Ramblings from Carole about Severe ME Day.
Today has been the first Understanding and Remembrance for Severe Myalgic Encephalomyalitis.
All my friends have been sharing links and stories about people who suffer from this illness. They’ve been trying so hard to raise awareness for that hidden 25%…the ones who are invisible and either housebound or bedbound. They’ve all been working really hard and from their beds and sofas that’s a huge achievement to think beyond just existing and getting through the pain and suffering.
I am immensely proud of them all. So many posts have brought me to tears as they open up their feelings and frustrations and let their thoughts come spilling out for all to see…to highlight how badly they are affected. They have let the world into their life for the day and it’s not a pretty picture I can assure you.
I lit my candle for the ones who have lost the battle and also for those who are still fighting it. This was a sad moment for me as I have lost a close friend to this illness too.
It’s made me think about my own situation. Like everyone out there I have my own set of problems that affect how life can be lived. Even without my ME…life is pretty difficult. As it is for so many others…different problems…same restrictions!
I would describe my ME as moderate with dips into severe. I am often housebound but I am never bedbound to the degree I can’t get out of bed unaided. It is a hard existence. One that still confuses me to this day after all these years. My ME fluctuates so wildly. I can be fine in the morning and in terrible pain two hours later…sometimes for no known cause.
For example…the past week:
This time last week I was torn between thinking of my own energy levels or going to my friends birthday party. That might not sound like much but it was a long journey (for me) and all the preparation involved and the actual enjoying myself at his do would probably mean I’d be stuck in my bed for days if not weeks afterwards…there is always payback in some degree.
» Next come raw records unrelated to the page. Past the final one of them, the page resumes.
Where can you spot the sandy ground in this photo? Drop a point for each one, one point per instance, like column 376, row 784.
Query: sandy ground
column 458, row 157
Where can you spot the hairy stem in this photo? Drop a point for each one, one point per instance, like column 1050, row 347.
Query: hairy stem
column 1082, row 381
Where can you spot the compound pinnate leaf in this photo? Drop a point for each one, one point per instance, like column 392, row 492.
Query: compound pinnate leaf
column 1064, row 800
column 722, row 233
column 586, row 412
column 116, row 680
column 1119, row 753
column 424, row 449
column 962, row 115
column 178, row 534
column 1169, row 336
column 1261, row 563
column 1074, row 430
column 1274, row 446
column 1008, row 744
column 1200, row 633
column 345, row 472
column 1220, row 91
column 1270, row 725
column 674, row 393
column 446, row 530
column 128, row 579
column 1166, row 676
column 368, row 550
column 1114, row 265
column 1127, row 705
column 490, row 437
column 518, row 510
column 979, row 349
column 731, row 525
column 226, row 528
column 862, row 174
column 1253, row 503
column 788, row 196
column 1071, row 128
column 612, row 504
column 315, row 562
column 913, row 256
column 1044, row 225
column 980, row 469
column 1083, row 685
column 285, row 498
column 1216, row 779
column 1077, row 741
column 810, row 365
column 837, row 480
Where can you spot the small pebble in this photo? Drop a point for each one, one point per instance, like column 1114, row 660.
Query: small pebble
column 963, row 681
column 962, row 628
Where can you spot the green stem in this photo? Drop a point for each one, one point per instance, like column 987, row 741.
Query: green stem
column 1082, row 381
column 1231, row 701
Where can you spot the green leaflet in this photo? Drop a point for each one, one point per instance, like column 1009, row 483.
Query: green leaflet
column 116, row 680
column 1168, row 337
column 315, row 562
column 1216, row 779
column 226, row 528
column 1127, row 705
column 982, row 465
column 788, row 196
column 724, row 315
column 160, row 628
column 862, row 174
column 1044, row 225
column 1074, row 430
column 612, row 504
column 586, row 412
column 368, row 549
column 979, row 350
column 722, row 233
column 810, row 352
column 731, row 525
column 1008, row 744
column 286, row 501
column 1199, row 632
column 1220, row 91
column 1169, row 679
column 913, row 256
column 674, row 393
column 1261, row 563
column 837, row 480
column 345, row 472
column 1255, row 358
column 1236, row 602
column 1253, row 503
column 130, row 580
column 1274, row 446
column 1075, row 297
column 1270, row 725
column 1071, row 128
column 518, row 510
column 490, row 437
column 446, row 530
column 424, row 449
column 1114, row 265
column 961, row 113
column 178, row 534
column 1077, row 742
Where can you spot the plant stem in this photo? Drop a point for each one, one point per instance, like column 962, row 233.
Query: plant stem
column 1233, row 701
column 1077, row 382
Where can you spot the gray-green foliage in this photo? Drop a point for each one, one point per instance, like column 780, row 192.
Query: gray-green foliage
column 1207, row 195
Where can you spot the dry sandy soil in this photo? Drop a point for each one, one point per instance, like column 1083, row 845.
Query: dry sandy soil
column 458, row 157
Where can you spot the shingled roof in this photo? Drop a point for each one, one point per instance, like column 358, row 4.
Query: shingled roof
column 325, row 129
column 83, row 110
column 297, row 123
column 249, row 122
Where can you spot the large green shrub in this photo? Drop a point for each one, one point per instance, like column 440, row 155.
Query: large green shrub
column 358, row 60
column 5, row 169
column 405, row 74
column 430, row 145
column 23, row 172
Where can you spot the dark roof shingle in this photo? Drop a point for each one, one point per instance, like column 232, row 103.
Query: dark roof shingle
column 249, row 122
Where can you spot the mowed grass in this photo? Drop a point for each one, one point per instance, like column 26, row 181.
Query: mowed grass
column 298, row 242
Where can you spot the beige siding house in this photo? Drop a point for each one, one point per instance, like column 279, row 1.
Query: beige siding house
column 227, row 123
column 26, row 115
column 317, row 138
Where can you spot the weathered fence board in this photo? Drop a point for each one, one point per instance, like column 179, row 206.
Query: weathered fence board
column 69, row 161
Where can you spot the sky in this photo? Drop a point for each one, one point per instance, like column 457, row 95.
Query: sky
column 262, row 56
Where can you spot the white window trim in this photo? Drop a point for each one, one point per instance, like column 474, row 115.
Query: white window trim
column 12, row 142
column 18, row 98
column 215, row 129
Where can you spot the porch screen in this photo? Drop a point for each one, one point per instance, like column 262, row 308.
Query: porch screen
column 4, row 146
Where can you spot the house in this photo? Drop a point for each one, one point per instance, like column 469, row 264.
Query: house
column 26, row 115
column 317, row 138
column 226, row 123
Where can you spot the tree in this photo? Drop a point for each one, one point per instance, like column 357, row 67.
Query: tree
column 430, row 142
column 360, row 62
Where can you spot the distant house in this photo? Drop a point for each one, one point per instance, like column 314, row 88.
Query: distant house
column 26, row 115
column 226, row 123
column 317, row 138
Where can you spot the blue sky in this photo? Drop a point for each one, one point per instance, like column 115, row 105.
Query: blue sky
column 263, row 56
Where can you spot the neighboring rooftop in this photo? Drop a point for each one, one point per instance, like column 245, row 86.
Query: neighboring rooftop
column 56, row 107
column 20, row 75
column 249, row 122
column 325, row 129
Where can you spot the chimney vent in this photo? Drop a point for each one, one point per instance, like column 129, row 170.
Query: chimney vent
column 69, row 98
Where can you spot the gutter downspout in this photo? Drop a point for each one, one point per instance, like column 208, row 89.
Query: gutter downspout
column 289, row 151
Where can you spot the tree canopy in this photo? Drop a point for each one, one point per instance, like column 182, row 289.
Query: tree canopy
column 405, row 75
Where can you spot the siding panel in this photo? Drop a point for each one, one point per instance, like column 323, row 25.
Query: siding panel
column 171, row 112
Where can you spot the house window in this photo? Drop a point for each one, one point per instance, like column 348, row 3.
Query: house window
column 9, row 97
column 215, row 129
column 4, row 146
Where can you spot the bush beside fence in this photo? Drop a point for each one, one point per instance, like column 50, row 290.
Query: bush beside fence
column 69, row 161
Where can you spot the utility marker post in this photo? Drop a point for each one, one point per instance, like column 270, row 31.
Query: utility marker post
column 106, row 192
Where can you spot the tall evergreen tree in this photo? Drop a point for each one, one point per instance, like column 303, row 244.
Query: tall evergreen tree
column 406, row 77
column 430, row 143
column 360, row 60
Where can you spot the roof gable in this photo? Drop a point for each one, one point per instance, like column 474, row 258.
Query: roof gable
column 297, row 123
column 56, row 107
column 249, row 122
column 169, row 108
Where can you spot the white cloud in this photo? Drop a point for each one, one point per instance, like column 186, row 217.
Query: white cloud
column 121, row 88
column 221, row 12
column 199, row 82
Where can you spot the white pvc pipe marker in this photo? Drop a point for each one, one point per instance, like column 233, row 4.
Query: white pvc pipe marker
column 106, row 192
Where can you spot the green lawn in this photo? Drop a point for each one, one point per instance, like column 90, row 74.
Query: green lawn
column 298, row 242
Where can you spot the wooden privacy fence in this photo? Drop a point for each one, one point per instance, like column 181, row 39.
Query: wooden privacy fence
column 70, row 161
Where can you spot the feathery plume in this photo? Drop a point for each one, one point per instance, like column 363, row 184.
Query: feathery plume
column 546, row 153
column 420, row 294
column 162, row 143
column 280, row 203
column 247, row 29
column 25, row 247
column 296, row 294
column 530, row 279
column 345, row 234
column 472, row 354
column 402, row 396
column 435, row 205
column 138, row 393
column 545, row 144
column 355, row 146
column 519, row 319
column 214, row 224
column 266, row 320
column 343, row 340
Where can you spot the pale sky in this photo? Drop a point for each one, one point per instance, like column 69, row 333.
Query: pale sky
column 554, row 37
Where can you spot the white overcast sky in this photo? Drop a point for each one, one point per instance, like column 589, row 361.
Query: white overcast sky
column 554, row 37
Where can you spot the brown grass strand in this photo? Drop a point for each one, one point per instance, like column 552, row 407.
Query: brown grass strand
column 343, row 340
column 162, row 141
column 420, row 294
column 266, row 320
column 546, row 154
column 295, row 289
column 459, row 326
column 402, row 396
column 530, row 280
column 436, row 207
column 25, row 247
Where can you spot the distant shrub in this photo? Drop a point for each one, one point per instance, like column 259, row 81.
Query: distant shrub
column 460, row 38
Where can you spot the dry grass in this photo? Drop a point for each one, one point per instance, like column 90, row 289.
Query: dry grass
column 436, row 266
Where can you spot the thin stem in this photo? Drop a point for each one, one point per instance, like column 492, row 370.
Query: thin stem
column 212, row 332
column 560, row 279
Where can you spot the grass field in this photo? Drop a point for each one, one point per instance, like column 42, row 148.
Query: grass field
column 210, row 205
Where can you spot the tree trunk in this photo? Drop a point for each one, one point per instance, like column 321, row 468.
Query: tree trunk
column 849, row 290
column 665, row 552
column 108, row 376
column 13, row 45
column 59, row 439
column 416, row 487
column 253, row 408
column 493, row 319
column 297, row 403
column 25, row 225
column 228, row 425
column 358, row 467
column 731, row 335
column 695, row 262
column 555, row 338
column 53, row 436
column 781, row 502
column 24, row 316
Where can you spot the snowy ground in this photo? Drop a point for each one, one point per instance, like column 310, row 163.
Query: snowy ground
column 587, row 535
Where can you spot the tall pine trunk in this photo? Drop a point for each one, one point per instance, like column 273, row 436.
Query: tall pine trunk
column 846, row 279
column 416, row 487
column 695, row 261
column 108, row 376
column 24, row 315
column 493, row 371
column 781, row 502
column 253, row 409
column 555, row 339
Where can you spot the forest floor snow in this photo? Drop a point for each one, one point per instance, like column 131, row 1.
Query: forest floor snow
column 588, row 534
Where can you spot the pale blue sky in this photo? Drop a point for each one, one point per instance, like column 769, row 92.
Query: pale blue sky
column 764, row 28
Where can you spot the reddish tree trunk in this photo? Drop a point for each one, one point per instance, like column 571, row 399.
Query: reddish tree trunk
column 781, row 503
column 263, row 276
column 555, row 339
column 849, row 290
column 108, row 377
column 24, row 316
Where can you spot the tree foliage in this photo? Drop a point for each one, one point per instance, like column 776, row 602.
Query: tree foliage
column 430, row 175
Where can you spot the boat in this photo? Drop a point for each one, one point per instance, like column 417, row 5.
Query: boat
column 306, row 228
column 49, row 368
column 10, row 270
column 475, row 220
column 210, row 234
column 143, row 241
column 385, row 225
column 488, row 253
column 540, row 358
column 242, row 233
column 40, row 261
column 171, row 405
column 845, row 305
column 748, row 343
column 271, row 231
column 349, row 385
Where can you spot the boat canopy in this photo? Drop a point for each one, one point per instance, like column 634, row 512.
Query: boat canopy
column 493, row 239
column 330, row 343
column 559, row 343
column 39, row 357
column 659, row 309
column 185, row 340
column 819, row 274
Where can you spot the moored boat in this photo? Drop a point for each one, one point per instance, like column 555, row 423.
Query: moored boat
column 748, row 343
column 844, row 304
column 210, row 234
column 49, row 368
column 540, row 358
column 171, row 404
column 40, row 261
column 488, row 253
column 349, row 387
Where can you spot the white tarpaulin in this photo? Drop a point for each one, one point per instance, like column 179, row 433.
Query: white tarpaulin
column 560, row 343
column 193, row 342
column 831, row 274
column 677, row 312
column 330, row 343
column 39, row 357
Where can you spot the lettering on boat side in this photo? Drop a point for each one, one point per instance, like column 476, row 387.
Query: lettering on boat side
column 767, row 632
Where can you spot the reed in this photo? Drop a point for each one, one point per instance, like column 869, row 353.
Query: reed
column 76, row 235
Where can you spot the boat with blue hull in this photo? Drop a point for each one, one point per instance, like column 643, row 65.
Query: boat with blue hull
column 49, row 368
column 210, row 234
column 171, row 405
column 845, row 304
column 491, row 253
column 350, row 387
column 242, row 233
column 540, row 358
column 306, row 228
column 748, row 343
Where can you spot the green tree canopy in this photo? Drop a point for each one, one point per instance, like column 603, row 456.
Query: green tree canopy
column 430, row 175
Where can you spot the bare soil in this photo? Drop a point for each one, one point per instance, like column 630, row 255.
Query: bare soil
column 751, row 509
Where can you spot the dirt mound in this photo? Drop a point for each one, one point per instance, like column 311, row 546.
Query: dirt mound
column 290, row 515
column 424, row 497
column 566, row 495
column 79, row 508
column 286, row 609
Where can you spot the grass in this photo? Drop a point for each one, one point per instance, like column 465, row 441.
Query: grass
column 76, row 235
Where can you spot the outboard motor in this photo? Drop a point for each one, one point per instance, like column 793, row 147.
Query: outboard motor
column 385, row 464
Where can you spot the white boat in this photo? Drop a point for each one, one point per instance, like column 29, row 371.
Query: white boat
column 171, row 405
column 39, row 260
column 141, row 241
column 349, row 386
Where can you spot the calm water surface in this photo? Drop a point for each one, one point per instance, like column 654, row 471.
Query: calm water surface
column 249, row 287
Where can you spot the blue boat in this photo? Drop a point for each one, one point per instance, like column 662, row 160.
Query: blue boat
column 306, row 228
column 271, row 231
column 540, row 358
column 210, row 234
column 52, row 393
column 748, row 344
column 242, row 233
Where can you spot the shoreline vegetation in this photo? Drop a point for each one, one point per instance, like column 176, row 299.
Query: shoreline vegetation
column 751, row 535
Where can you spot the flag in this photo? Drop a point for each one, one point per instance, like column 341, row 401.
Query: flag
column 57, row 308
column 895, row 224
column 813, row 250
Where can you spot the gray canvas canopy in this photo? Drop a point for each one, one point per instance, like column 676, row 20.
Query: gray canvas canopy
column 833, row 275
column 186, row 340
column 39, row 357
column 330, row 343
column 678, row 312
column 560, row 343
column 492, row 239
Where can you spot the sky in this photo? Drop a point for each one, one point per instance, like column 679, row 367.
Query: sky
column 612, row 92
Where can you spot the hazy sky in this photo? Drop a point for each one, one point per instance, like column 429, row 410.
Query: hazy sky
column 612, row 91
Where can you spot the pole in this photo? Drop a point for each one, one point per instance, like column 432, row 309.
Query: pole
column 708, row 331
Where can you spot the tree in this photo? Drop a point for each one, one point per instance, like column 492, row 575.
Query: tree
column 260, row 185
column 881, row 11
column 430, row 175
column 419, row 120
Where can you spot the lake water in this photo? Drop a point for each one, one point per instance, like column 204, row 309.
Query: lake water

I never know how bad and I never know how long. So I made the decision that because the previous two weeks had been so up and down that I would not go. It hurt me to do that…I wanted so badly to be there to celebrate with him. I wanted to hug him…he gives the best hugs.
So to compensate Clive and I partied right here at home and sent him Skype videos, photos and communicated throughout the evening…we even dressed up and had party food. Not as good as the real thing but we enjoyed it. My energy was still depleted but nowhere near as much as the alternative.
I rested the next two days and that’s a hard thing to do when the fatigue hasn’t struck yet…and sometimes…yes…I get away with it. This time I did pretty much until Tuesday i had to break the rest and go to two medical appointments. Fairly local but one involved chemicals in my eye (diabetic eye screening) and it knocked me for six. I react badly to certain chemicals and boy this was one was a doozy! Added to the mix was my lovely dog had to go in for minor surgery and I don’t deal with stress too well at all these days…so woompf down i went into that spiralling rabbit hole of fatigue, pain and confusion.
My friend was meant to be travelling up this way for a visit so didn’t that get cancelled too. I always feel such a flake when that has to happen. I am not a selfish person but this illness is greedy and makes you have to be to survive.
Then lo and behold today I wake up feeling fine…my fine I have to say isn’t the ‘fine’ of pre ME me! The things I do now that takes me all day or uses up my entire day’s energy are the things I used to do for fun after being at work. Now they are jobs in themselves.
These days are so few and far between but these are the days i play catch up with house maintenance and garden. it’s not often i get to use a sudden surge in energy levels on myself…for fun and enjoyment. I am always playing catch up. So today involved cutting the grass…walking one length…sitting down…another…another rest on the bed for a while and so on…taking hours rather throughout my day. But it brings satisfaction and feeling of being blessed that I can still do these things. So many can’t even get outside and sit in the sunshine. I am so happy for these exhausting days…it makes me feel I am still alive 🙂
I don’t know how bad the payback will be from today. It confuses me that I can be so ill one day and then functional the next.
It plays havoc with my mind and feelings of doubt creep in. No wonder others don’t understand when my abilities can fluctuate so wildly. But it’s ME. I have had it in varying severity for almost 15 years now, I want nothing more than to be consistent and reliable and fun again.
That isn’t going to happen until the medical profession finds us a cause and a cure. And for those who are severely affected their time is running out and it needs to happen tomorrow!